Featured Glass Artist: Roger Thomas

Roger Thomas, previous owner of Roger Thomas Glass in Portland, Oregon, was well-known for his innovations in fused glass techniques, as well as his kiln-formed glass paintings. As a self-professed “maker of things,” Roger became an artist by accident and feels that art is the detritus of the creative act, and creating is a worthwhile goal for his life.

Inspired by nature, color, design, and structure, Roger had worked with glass since the 1970’s. Roger chose to work with one of the most unforgiving mediums in the art world simply because he’s so easily distracted. Color, design and structure tempted him wherever he went, and he was well known for wandering off when he found a copse of trees that he absolutely must photograph. He claimed the medium of wood is too soft—he regularly slaughtered his wood-working projects in school—and paint is too temporary. Watercolors fade and pastels can disappear like sidewalk chalk in a rainstorm.

Glass is something so belligerent and unyielding that it creates a narrow set of confines for him to work his will on. It demands whoever wishes to master it learn to work their own magic. Each of Roger’s iconic images was once a technique, learned and taught as an attempt to work within those narrow confines. By now, these techniques to him are second nature, enabling him to take pictorial art and abstract it, so that the representation surpasses the technique, and giving him the chance to extract the essence of form in order to communicate his view of the world to others.

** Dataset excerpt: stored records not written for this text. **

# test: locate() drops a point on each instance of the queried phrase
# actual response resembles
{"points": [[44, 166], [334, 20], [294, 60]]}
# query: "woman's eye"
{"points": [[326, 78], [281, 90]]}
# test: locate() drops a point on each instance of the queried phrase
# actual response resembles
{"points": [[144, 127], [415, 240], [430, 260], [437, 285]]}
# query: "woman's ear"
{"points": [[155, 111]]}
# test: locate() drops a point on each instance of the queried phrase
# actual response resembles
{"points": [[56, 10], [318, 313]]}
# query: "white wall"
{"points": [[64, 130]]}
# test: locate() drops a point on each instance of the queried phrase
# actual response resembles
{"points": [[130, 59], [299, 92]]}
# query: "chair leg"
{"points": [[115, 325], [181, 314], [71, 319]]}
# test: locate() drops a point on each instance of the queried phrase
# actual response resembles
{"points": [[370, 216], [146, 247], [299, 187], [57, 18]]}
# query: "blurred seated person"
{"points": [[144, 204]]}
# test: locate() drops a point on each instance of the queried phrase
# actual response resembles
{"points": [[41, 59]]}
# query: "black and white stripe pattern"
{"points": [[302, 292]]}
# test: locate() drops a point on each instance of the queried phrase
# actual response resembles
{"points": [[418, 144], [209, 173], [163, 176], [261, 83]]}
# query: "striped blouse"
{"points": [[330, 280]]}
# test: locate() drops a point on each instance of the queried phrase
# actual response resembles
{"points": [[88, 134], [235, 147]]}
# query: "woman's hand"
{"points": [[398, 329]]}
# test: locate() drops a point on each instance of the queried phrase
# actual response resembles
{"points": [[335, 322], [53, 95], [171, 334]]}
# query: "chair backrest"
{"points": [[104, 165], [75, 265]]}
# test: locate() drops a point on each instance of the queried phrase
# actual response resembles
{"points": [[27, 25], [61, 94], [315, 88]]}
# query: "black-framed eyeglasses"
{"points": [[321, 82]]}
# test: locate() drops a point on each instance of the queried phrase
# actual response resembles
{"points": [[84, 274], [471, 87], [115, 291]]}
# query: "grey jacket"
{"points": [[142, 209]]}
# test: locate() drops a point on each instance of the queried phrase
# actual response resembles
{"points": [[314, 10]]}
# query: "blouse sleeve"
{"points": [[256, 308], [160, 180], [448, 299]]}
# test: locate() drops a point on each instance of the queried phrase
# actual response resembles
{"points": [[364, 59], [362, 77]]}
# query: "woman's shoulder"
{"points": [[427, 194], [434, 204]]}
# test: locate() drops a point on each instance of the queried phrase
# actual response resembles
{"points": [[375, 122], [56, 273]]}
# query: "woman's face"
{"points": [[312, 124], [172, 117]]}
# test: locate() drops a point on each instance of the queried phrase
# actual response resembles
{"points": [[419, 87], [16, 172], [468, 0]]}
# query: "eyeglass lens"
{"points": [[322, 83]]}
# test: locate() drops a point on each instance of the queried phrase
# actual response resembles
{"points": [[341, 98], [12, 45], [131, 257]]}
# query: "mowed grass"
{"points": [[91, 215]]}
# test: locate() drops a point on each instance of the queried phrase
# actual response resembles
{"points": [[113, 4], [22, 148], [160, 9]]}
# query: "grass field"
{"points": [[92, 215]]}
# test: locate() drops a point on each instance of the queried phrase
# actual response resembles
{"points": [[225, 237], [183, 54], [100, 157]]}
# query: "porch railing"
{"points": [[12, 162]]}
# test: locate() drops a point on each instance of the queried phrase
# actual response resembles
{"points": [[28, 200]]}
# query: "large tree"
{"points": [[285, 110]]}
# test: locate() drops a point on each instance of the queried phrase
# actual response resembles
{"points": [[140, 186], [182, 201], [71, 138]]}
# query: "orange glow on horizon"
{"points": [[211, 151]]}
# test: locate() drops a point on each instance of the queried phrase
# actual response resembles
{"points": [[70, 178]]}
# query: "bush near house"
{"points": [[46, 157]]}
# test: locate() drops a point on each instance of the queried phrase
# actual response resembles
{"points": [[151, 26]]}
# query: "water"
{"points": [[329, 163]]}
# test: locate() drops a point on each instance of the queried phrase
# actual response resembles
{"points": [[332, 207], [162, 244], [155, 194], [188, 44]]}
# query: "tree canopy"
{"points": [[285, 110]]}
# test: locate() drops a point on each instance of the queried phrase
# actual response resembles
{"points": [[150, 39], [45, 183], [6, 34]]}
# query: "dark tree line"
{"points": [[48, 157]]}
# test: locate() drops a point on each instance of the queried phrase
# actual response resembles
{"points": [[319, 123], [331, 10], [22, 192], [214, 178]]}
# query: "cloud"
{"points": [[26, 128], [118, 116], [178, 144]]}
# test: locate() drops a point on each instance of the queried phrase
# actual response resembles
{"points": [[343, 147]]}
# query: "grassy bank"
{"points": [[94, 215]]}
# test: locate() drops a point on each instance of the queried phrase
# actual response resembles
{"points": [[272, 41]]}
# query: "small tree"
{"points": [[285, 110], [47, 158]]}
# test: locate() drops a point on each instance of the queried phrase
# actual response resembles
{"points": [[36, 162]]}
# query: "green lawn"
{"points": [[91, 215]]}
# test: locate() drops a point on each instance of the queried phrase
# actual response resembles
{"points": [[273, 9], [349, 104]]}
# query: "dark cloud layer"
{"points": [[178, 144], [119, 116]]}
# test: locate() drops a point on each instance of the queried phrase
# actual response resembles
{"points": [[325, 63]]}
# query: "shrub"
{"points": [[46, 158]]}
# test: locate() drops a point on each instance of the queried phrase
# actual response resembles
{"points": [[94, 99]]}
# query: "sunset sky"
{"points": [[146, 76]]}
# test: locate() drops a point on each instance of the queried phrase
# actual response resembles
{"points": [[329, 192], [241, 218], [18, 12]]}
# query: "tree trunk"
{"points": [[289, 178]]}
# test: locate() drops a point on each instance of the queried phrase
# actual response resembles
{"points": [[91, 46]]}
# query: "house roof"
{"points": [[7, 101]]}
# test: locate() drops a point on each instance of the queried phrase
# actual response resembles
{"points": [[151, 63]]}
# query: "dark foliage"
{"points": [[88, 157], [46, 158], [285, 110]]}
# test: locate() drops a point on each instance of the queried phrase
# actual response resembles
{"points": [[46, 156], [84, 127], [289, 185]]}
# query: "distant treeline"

Roger has pieces in many important collections, including the Smithsonian American Art Museum’s Renwick Gallery in Washington, D.C. His work has been shown at the Corning Museum of Art, New York, as well as in other museums and galleries. Thomas regularly taught workshops and college courses in the United States and international venues. Roger has shared his skills in our classroom on several occasions – often selling out in one day! His vision for layering glass to create depth of design was remarkable.

 

“Glass rewards careful planning, creative thinking and avid determination in a medium that is endlessly and spectacularly fascinating. Since the 1970’s Ed Hoy’s has supplied the tools of my career, first in leaded glass, then in fused glass. The breadth of materials, tools and information has always kept me up to date.”